Steve writes in his capacity as BOPA Chair. Views expressed are his and do not represent the NHS England position.



Healthy competition

Tina Healy is Director of Immunology, Global Data


Biologic therapies are driving market growth across immunology and oncology indications. GlobalData estimates that the biologics market from both therapy areas reached over $150B in 2016 across the seven major pharmaceutical markets – US, France, Germany, Italy, Spain, UK, and Japan. This colossal market size serves as a key driver for biosimilar developers to tap into.

Access to existing biologic medicines remains a challenge, due to high cost, while barriers for biosimilars include physician unfamiliarity, physician scepticism, the availability of other novel therapies and the lack of real-world evidence, thereby fuelling patient fears.

Focussing on the EU, the European Medicines Agency (EMA) has approved 28 biosimilars to date, of which nearly 70% are used to treat immunology, oncology or oncology-related diseases. With rising healthcare costs across the EU, and with biosimilars offering discounts of 10–30% off the prices of originator products, several biosimilars are expected to be granted approval by the EMA in 2017 and beyond.

Even a modest discount in price, compared to the originator, will provide huge savings to the national health services of EU countries.
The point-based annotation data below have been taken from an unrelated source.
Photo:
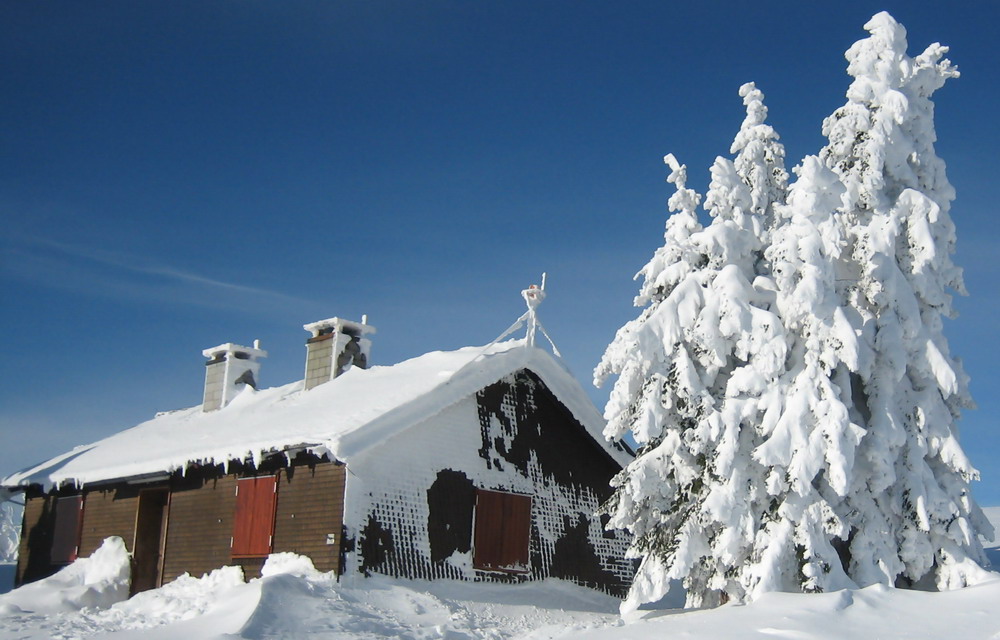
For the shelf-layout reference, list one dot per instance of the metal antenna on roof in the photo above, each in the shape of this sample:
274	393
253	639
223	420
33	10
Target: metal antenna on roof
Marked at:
533	296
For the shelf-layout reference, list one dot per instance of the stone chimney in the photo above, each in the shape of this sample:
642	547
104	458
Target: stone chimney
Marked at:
335	346
230	367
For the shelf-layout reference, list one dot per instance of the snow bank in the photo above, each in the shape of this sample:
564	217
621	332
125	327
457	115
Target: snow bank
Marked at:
98	581
292	600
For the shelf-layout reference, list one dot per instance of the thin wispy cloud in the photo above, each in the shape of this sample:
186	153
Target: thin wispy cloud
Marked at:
44	261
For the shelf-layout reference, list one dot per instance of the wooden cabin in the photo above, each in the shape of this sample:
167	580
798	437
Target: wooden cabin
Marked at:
484	464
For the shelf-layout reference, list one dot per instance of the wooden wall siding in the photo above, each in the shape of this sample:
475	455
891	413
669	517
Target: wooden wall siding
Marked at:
524	426
108	511
412	516
199	525
310	511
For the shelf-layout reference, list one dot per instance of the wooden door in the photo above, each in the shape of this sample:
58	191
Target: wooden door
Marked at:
66	529
502	536
150	539
253	521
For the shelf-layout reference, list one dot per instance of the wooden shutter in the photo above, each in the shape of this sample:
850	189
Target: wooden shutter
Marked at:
503	531
66	529
253	522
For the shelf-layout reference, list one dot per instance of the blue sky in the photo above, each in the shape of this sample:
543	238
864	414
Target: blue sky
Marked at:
178	175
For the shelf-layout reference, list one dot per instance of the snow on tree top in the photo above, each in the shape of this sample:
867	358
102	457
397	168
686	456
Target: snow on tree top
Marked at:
343	417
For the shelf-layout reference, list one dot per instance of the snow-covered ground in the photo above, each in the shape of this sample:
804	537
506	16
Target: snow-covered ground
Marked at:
292	600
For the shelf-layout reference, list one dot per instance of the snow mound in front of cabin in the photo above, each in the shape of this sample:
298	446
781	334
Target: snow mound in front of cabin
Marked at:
293	600
98	581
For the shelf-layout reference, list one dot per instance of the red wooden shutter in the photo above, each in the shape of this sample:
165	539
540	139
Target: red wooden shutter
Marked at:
503	531
66	529
253	521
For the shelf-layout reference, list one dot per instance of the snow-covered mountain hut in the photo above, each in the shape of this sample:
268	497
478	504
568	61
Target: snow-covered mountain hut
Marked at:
485	463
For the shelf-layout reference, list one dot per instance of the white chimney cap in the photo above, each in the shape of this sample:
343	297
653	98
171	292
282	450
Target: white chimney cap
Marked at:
338	324
254	353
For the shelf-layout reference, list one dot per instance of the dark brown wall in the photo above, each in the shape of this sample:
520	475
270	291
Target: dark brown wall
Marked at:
35	534
199	524
311	507
108	511
200	519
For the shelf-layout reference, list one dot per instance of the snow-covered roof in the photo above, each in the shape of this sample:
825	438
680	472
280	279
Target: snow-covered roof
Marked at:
343	417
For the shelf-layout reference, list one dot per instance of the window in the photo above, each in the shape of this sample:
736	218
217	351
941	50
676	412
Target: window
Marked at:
503	531
253	521
66	529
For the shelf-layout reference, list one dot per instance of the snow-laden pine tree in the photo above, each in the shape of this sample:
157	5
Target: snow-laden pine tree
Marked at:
912	514
808	433
788	380
692	370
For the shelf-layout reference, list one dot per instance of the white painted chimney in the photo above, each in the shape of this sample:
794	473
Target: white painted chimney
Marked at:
335	346
230	367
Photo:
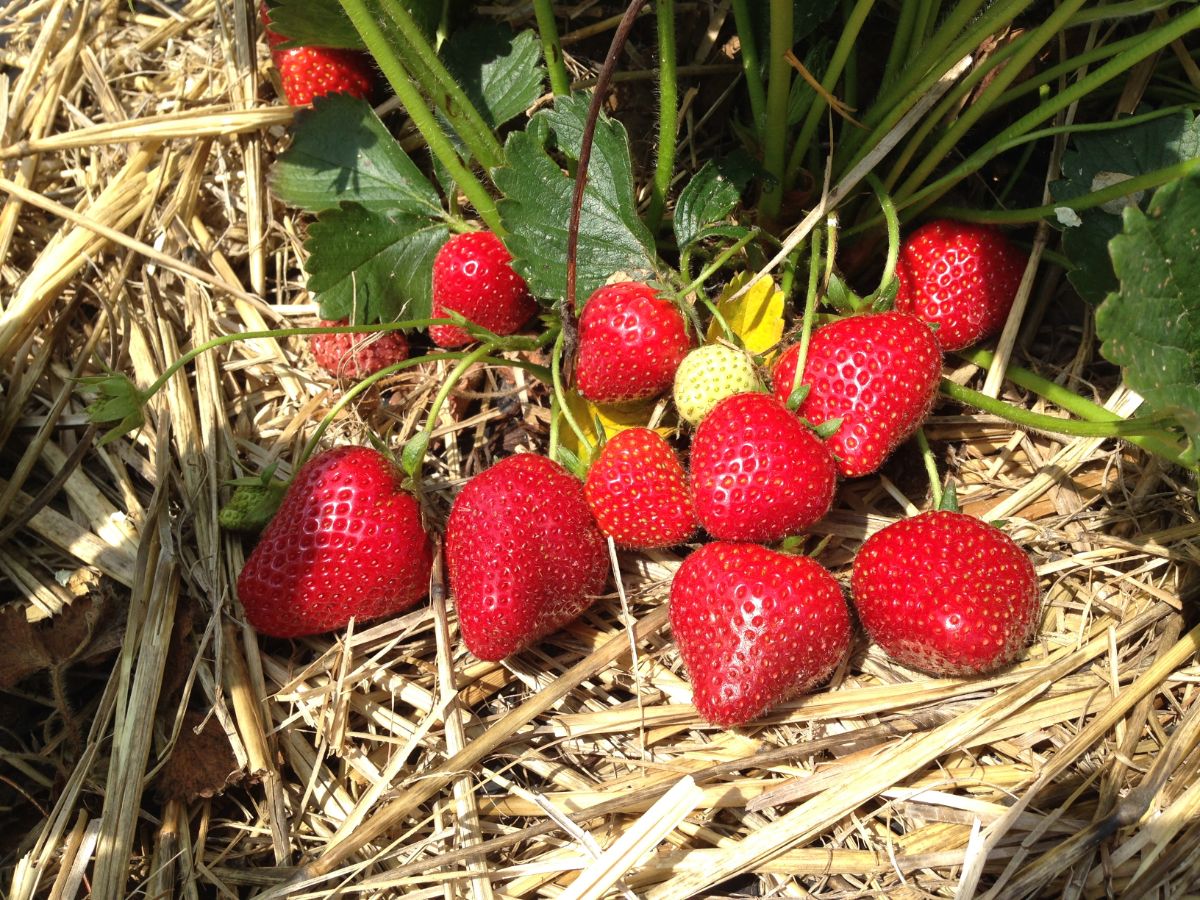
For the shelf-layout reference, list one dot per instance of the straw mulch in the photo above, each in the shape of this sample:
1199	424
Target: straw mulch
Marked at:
151	744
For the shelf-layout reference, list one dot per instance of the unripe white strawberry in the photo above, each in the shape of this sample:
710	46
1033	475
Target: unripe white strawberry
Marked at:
707	376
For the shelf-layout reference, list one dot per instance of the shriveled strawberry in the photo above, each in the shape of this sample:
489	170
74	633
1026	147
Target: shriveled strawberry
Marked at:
946	593
346	543
357	355
961	277
707	376
879	373
473	276
757	472
523	555
639	493
631	342
755	628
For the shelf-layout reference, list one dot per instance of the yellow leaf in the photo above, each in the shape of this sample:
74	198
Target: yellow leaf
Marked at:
613	419
756	317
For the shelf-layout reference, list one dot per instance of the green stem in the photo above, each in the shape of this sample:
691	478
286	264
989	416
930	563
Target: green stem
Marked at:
775	129
751	66
718	262
669	108
927	454
1138	431
810	310
1147	46
419	58
1089	201
423	118
551	49
837	64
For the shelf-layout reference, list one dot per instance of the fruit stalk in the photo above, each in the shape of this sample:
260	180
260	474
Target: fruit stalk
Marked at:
421	115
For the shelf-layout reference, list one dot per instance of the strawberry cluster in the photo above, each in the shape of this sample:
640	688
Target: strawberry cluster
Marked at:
526	540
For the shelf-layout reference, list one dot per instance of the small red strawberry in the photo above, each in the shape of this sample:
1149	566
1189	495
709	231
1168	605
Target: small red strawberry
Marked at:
961	277
473	276
346	543
523	555
879	373
309	72
631	342
637	491
757	472
946	593
357	355
755	628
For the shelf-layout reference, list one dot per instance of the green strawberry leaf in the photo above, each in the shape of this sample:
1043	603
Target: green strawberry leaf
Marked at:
313	23
341	151
537	204
501	71
1098	160
324	23
367	267
1151	327
711	196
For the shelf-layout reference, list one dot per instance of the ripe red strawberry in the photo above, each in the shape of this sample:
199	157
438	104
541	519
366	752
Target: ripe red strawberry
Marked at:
757	472
637	491
877	373
961	277
346	543
523	555
473	276
946	593
357	355
631	342
309	72
755	628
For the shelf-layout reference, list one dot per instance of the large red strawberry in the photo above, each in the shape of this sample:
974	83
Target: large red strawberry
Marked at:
631	342
755	628
347	541
879	373
946	593
523	555
961	277
357	355
309	72
757	472
639	493
473	276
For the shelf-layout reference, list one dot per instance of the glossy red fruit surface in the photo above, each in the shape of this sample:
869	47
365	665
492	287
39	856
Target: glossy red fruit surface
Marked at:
755	628
879	373
960	277
357	355
473	276
631	342
347	541
757	472
523	555
639	493
946	593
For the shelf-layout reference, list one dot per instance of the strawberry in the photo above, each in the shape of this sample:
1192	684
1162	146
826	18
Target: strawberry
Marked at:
523	555
357	355
639	492
757	472
347	543
961	277
707	376
879	373
755	628
309	72
473	276
631	342
946	593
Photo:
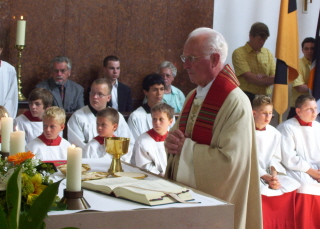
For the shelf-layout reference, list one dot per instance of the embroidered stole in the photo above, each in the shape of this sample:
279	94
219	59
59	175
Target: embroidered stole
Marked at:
224	83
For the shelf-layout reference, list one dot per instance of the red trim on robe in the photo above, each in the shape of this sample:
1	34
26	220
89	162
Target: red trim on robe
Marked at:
225	82
279	211
303	123
157	137
307	211
101	139
50	142
31	118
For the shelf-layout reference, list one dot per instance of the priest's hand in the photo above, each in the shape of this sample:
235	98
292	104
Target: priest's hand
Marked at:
314	173
174	142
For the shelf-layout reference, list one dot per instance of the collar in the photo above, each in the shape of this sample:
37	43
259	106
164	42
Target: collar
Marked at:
101	139
50	142
31	118
264	128
303	123
305	61
92	110
146	108
249	49
157	137
203	91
Pressure from national health authorities to prescribe biosimilars and affordable alternatives, as part of cost-saving measures in cost-conscious markets such as the UK, will thus influence biosimilar usage.
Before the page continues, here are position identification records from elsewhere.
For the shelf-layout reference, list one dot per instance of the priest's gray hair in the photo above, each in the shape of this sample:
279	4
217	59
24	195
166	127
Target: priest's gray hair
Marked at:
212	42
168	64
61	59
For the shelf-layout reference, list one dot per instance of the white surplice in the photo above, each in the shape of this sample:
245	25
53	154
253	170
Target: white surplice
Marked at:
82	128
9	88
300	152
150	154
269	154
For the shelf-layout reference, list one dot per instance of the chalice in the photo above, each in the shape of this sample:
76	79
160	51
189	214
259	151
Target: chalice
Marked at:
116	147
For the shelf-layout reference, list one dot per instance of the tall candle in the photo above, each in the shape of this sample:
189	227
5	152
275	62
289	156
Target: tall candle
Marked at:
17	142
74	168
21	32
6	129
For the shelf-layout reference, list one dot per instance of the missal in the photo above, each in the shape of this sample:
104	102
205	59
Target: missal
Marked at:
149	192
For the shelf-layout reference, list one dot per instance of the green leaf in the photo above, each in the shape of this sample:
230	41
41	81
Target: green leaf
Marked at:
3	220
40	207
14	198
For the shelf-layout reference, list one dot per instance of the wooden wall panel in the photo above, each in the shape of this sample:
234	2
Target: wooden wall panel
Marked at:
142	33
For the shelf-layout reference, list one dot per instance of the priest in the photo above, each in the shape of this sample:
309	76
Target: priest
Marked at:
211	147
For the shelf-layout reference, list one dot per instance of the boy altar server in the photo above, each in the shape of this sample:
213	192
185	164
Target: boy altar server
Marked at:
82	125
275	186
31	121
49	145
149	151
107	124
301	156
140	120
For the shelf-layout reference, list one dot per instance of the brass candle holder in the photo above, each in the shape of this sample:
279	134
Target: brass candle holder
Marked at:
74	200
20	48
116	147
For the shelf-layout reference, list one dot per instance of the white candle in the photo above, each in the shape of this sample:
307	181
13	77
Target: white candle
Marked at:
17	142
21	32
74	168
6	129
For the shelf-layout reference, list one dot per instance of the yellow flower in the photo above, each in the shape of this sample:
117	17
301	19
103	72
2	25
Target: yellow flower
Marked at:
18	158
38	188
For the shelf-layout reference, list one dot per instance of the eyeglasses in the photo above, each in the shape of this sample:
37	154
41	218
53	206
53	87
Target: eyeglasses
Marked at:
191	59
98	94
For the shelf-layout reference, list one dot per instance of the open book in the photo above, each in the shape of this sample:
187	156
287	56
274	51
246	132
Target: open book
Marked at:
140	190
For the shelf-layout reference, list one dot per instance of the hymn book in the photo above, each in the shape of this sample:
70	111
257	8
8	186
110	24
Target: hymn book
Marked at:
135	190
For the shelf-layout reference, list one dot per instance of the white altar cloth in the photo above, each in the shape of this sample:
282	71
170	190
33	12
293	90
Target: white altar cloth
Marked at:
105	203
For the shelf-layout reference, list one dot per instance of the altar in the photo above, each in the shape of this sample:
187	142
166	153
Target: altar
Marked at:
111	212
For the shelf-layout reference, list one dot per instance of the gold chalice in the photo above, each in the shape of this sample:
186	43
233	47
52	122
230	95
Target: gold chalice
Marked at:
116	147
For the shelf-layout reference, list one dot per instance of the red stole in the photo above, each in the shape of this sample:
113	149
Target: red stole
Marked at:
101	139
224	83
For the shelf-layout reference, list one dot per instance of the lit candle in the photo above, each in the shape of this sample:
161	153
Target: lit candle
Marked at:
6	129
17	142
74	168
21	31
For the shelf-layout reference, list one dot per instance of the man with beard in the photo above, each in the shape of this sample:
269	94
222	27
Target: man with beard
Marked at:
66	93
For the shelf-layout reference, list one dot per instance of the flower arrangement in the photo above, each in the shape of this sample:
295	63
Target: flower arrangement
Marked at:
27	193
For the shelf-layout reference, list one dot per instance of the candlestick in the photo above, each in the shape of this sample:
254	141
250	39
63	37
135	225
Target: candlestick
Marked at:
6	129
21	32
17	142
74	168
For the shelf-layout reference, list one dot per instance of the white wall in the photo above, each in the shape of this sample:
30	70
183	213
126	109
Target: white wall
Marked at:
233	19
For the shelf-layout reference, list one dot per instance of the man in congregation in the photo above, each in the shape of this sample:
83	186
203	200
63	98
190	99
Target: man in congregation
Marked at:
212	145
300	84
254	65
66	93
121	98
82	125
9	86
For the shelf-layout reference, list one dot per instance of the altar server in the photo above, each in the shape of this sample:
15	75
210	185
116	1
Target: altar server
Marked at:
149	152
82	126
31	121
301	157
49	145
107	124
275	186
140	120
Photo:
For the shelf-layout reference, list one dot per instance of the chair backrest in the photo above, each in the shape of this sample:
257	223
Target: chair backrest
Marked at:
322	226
In the highly competitive biologics market, however, it remains to be seen whether innovator companies will reduce the prices of their brands or employ other strategies
to stave off biosimilar competition.



Change is coming

Warwick Smith is Director General, British Biosimilars Association (BBA)


The crucial impact of biosimilar medicines cannot be ignored or underestimated by patients or payors alike.
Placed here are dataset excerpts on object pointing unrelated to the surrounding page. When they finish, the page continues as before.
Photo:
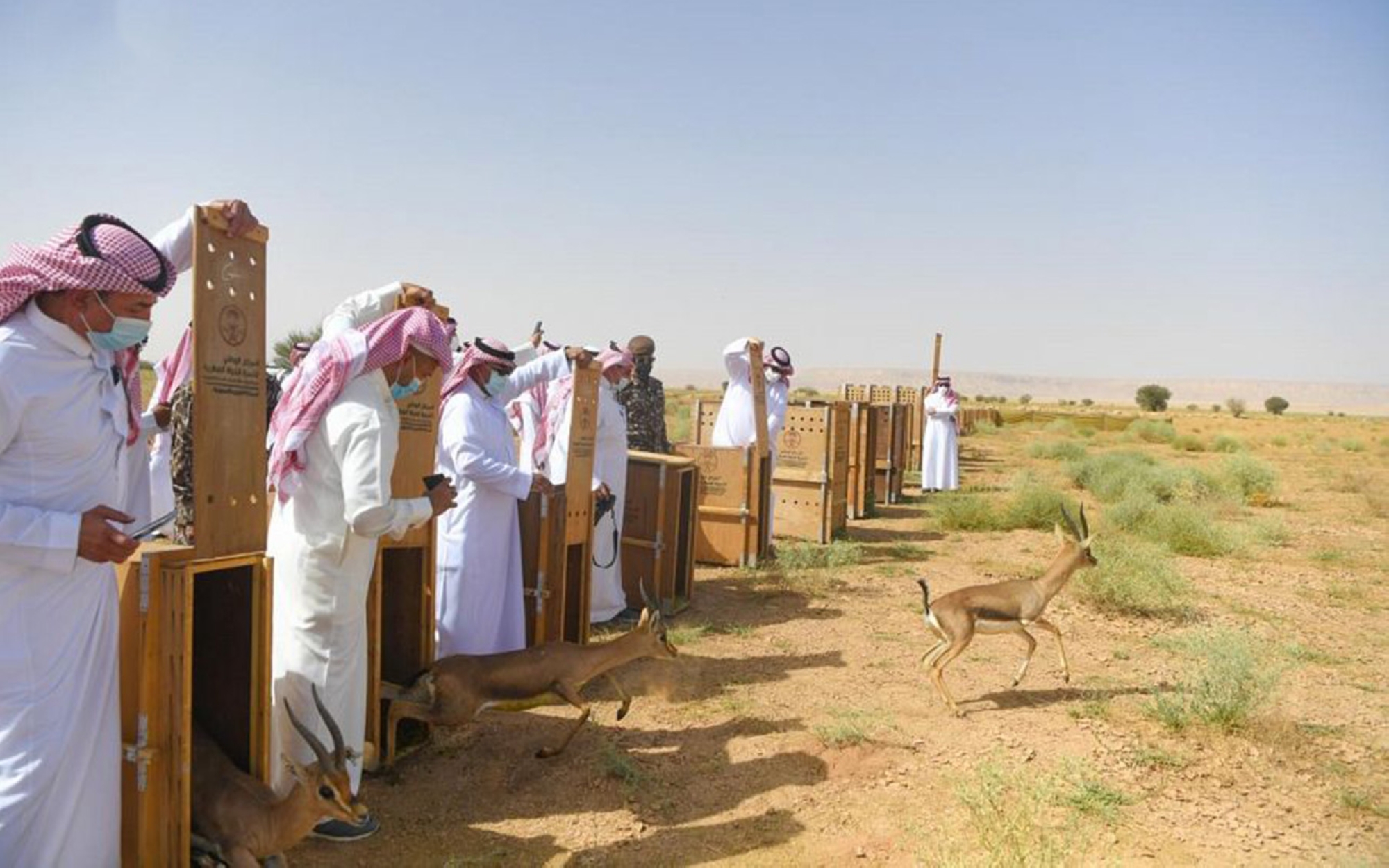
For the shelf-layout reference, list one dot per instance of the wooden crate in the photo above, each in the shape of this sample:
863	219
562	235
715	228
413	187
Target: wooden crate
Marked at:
195	645
231	513
733	498
659	528
891	446
734	492
810	483
558	531
863	444
555	574
912	398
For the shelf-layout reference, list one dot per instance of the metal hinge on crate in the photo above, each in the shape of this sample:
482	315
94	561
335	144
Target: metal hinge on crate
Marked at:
141	753
145	585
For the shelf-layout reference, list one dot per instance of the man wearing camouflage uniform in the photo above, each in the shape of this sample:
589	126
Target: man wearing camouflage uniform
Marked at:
645	402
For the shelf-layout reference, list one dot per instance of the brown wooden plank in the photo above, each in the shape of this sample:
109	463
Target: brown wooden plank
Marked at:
228	390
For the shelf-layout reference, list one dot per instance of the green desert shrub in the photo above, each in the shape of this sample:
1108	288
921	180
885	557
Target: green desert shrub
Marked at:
1134	578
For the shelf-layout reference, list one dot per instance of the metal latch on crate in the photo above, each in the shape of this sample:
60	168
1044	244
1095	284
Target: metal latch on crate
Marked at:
141	753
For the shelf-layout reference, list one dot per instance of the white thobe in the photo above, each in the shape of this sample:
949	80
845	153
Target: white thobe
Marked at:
63	428
735	423
362	309
941	448
480	608
606	595
324	544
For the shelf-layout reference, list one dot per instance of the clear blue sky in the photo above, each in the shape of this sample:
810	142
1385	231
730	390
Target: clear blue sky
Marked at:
1120	190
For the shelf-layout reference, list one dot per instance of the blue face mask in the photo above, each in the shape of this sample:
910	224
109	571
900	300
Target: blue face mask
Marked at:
497	383
126	331
404	391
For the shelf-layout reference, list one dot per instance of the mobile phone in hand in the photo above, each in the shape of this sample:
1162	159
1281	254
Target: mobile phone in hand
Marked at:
148	531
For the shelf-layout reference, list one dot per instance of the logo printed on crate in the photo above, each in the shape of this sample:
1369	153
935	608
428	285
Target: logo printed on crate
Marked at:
231	326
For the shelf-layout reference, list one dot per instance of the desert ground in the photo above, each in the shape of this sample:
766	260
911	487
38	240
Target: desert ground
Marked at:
1227	701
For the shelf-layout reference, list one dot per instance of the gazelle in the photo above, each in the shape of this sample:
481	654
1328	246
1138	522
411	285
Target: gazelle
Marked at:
456	690
1004	608
242	817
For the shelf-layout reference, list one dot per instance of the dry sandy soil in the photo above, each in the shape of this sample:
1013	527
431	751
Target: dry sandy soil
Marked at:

Biological medicines are dominating global lists of the best-selling prescription drugs. Very successful treatments for rheumatoid arthritis and autoimmune diseases have led the way, while other disease areas, such as oncology, are coming to the fore.

With UK healthcare budgets stretched by ageing populations, affordability is key to widening patient access. Additionally, as biological medicines play a more significant role in providing life-saving and life-enhancing treatments, greater uptake of biosimilar medicines is critical.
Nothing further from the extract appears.